Nous avons tous des moments où nous nous sentons déprimés, ou comme si rien n’allait. Mais qu’en est-il lorsque vous n’arrivez pas à vous débarrasser de ces sentiments ? Bien qu’il puisse être difficile de s’avouer – ou d’avouer aux autres – que nous nous sentons déprimés, il est important de tendre la main et de demander de l’aide.

Maman active de deux enfants d’âge scolaire, Di* a l’habitude d’être en mouvement. Il y a trois ans, elle s’est retrouvée avec plus de choses dans son assiette que d’habitude, avec la remise des diplômes de son aîné à l’école primaire et ses fonctions au sein de l’association de parents d’élèves en tant que membre du comité de remise des diplômes, plus un problème de santé avec sa belle-mère japonaise.
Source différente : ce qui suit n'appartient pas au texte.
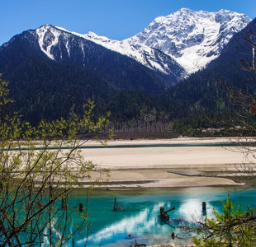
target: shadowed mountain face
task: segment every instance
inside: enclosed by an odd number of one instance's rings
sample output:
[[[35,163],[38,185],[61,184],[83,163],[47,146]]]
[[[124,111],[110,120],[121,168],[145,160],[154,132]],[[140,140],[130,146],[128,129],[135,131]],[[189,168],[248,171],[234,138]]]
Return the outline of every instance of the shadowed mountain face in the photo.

« J’ai tant bien que mal surmonté tout cela, puis quelques semaines plus tard, après que les choses se soient calmées, je me suis retrouvée à tomber en morceaux », se souvient-elle. « Je restais assise à pleurer sans raison et je voulais rester au lit. Je ne voulais pas sortir, et j’ai menti à mon employeur en disant que j’étais malade. Je ne voulais pas être entourée de gens – même de ma propre famille et de mes amis proches. »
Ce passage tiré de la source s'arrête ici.